Ghost Recon : Future Soldier est un très bon mix entre infiltration et action, entre arcade sur rail et réalisme. Le gameplay est très varié et l’arrivée permanente de nouveaux gadgets empêche la monotonie de s’installer. On prend donc un vrai plaisir à diriger ses hommes et à mettre la main au fusil quand les choses se gâtent.
Avec quelques amis passionnés, le jeu prend même une autre envergure le transformant en véritable simulateur militaire.

Dommage quand même que le gameplay, bien que plus intelligent que la moyenne, lorgne un peu trop du côté du public des grands FPS avec un aspect infiltration encore un peu trop facile par rapport à des jeux exigeants comme ARMA de Bohemia interactive, ma référence dans le genre simulation d’infanterie.
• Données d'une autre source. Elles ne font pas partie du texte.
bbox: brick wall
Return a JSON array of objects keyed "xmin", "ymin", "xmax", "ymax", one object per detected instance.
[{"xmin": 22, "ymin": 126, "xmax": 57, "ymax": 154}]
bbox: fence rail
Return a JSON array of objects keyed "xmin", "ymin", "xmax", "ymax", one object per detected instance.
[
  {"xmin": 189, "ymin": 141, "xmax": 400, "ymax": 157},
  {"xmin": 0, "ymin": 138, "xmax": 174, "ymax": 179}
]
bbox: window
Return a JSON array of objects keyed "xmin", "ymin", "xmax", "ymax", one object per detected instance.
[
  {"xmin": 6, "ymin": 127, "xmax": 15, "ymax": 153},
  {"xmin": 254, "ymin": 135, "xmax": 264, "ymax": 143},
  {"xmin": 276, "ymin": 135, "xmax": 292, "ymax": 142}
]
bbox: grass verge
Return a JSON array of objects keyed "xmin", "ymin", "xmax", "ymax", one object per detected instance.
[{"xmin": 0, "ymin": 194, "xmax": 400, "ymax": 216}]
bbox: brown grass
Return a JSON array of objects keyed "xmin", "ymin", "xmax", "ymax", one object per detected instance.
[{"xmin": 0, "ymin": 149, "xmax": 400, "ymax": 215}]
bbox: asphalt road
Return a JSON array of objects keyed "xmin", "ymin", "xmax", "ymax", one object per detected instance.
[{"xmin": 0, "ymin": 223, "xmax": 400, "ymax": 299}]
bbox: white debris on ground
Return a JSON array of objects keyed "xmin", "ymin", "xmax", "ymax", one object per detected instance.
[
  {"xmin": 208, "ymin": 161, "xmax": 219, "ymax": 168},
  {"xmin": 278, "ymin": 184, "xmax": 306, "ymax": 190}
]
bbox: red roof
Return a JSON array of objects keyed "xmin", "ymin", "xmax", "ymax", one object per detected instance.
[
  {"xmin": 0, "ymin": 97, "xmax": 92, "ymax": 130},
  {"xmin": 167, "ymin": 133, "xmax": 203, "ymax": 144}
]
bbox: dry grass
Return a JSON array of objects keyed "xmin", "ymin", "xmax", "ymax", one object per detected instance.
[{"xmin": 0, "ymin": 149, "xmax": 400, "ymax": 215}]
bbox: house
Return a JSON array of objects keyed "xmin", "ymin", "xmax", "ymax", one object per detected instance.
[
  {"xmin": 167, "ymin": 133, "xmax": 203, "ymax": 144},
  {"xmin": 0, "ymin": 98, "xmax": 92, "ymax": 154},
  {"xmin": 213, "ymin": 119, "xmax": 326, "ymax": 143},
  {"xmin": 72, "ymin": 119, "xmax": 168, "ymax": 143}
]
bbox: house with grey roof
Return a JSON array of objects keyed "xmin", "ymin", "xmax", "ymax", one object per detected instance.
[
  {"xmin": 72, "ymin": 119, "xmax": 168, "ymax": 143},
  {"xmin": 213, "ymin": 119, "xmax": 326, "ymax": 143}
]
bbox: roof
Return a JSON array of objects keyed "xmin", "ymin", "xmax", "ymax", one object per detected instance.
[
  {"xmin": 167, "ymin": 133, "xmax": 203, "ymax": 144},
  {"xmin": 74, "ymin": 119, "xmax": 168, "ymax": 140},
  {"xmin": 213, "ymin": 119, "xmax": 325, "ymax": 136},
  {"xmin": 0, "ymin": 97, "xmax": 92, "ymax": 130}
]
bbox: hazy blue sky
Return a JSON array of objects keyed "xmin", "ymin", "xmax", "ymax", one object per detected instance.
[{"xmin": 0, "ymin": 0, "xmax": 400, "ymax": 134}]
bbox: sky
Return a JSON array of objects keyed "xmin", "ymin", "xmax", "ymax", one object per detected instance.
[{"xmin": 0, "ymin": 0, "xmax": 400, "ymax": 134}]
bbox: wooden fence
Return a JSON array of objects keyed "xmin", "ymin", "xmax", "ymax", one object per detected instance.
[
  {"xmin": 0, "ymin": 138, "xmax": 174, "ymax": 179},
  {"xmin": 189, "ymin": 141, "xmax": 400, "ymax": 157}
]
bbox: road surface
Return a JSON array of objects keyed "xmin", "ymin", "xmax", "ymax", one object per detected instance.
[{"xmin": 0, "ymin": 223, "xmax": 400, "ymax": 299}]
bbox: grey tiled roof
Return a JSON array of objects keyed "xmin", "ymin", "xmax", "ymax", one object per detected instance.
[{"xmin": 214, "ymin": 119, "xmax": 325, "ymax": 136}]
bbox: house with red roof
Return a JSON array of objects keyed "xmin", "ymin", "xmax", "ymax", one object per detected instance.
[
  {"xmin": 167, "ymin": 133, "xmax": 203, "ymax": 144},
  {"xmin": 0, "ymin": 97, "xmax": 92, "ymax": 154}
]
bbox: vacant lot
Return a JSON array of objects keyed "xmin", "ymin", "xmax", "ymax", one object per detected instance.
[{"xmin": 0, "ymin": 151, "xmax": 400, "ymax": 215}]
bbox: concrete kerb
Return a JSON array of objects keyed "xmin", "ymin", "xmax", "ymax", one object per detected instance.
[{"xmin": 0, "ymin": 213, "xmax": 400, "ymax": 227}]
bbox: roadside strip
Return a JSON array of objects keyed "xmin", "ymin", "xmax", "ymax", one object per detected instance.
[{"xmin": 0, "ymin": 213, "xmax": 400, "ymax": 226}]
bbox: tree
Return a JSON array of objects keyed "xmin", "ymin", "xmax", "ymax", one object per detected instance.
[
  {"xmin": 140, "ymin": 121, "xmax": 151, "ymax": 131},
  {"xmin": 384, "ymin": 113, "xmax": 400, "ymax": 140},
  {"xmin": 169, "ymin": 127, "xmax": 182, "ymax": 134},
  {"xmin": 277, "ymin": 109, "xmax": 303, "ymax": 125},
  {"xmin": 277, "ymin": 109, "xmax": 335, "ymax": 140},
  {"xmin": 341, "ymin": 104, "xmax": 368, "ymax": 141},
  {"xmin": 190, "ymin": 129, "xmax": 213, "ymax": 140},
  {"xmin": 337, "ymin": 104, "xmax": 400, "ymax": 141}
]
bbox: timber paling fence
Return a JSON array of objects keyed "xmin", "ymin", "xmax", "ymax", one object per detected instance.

Ainsi, Ghost Recon se pose avant tout comme une alternative aux FPS plus « classique » où rentrer dans le tas ne sera pas forcément toujours la meilleure solution. Il lui manque pourtant encore l’aura, l’emballage graphique/sonore qui en ferait un vrai challenger « intelligent » aux Call of Duty et autres Battlefield.

Ma note : 7,5/10

Et en bonus, l'excellent court métrage en Live Action inspiré du jeu. Ca se sent qu'Ubisoft veut faire du cinéma quand même ;-)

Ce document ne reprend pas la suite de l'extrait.